CHICAGO--(BUSINESS WIRE)--Fitch Ratings has affirmed Telefonica Del Peru S.A.A.'s (TDP) long-term foreign currency and local currency Issuer Default Ratings (IDR) at 'BBB+' with a Stable Outlook. Fitch has also affirmed the company's PEN754 million senior unsecured notes due 2016 at 'BBB+'.
KEY RATING DRIVERS
TDP's ratings reflect its strong financial profile, underpinned by its low leverage and robust operational cash flow generation. The company also benefits from its dominant market position in the Peruvian telecom industry with its diversified revenue streams from the fully integrated fixed-line and mobile operations. The ratings reflect its linkage with the parent, Telefonica SA (Telefonica, IDR 'BBB+'; Outlook Negative), and its impact on the TDP's financial strategy. The ratings are tempered by a high level of competition amid the increasing industry maturity, which have led to the recent deterioration in its operating margins.
Improved Financial Profile:
Fitch forecasts that TDP's net leverage will remain conservative over the medium term with its adjusted net leverage below 1.0x. TDP has continued to improve its financial profile in 2013 driven by its robust free cash flow (FCF) generation, which mostly has been used to pay off the debt, in the absence of any sizable dividends in the recent two years. As a result, the company's adjusted net debt has fallen to PEN1.8 billion at end-2013 from PEN3.6 billion at end-2010. During that period, the company's adjusted net leverage also fell to 0.7x from 1.2x, which comfortably supports its rating level.

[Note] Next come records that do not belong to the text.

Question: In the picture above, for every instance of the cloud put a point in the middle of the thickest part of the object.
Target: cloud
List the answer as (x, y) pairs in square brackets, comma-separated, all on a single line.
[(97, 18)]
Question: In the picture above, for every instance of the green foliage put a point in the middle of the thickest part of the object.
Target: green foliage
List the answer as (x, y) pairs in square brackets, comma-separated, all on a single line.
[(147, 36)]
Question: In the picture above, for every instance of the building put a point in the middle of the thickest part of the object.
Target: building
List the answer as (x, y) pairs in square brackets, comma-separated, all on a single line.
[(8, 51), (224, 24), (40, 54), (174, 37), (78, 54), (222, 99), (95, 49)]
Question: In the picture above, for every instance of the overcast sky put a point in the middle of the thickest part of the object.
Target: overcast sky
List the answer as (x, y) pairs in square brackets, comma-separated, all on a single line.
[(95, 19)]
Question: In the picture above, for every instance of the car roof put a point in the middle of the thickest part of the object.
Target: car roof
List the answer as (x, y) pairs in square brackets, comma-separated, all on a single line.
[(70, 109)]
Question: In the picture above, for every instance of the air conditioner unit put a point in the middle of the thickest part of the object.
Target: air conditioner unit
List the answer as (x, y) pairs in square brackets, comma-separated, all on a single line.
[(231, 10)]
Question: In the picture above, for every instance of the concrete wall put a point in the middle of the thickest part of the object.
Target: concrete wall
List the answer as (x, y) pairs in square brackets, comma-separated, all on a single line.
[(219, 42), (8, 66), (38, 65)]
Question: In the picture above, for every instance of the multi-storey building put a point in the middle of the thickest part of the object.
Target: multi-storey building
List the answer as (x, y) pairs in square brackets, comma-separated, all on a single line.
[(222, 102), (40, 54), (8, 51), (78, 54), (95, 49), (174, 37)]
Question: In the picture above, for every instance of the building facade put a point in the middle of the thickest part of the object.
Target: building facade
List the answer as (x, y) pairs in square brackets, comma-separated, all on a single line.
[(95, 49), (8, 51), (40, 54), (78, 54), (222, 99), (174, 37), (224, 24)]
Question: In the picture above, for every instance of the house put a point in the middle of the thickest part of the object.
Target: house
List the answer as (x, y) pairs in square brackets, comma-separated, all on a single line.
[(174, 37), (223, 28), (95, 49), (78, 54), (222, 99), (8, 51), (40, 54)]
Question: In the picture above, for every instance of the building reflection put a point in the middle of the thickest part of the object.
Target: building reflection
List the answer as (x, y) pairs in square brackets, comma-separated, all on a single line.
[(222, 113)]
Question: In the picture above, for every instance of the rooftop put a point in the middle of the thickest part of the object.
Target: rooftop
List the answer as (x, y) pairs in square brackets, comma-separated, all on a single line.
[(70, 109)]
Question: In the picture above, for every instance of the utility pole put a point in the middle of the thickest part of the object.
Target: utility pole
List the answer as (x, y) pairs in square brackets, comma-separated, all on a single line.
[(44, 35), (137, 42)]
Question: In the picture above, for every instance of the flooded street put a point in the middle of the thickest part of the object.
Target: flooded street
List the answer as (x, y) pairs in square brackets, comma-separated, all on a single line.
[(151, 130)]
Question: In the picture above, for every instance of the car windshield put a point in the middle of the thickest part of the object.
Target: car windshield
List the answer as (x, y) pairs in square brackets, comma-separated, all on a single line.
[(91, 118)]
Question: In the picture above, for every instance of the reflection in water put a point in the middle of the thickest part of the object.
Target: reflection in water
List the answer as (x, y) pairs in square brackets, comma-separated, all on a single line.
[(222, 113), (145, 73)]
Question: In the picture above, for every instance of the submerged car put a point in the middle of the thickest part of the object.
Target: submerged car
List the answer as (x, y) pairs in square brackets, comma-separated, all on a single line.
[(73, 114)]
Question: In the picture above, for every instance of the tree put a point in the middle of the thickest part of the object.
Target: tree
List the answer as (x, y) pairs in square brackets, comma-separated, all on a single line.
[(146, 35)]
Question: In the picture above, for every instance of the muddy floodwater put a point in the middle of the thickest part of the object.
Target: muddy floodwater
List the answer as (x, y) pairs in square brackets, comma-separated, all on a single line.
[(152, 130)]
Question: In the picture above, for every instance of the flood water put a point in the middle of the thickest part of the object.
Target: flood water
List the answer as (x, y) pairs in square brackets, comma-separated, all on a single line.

Cash Flow Generation to Remain Strong:
TDP's cash flow generation is expected to remain robust in 2014 and 2015 and help maintain its strong financial profile. In 2013, the company generated cash flow from operations (CFFO) of PEN2.3 billion which was sufficient to cover the capex of PEN1.9 billion and insignificant dividends, leading to a positive free cash flow (FCF) of PEN441 million. The company has kept its shareholder return very low in 2012 and 2013, less than PEN1 million per year, due to its efforts to improve the capital structure in line with the Telefonica Group strategy.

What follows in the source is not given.